Философская Европа может по праву давности изучать самоё себя, собственное культурное и философское прошлое, не страдая ни от дефицита впечатлений, ни от избытка высокомерия и нарциссизма; американские философские прагматики, на полном серьезе отказываясь изучать языки, на которых говорит философская традиция, но по привычке расценивая все, что создано в иных культурах, как принадлежащие им по праву сильного полезные
ископаемые, могут смотреть на европейскую философию, как на приправу к собственному
здравому смыслу; «российский» же философ, путая вечную склонность к самоедству с философской рефлексией, не только ничего не скажет от собственного имени, но и другим запретит. Эта немощь организовать нормальное, не репрессивное философское со-общество, неспособность к толерантному профессиональному со-существованию не только превращает
живой язык философии в «самокручение терминологической машины», но и приводит к бегству от реальности, добровольному заточению за частоколом цитат, огораживающим пространство некой «академической» истории философии, иными словами, к подлинной философской импотенции, страху высказать вслух что-либо осмысленное от своего собственного
имени, не отказываясь при этом от ответственности.
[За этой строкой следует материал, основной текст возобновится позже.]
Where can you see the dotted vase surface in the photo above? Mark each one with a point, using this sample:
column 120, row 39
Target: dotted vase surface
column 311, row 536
Если припомнить собственный исток, с необходимостью возвращающий нас к примеру
чьей-то мысли, то философская культура действительно может быть понята как способ профессионального со-существования и принята в качестве основания, конституирующего и
поддерживающего востребованность философской мысли в качестве условия той самой толерантной публичности, без приглашающего участия которой философское мышление попросту невозможно.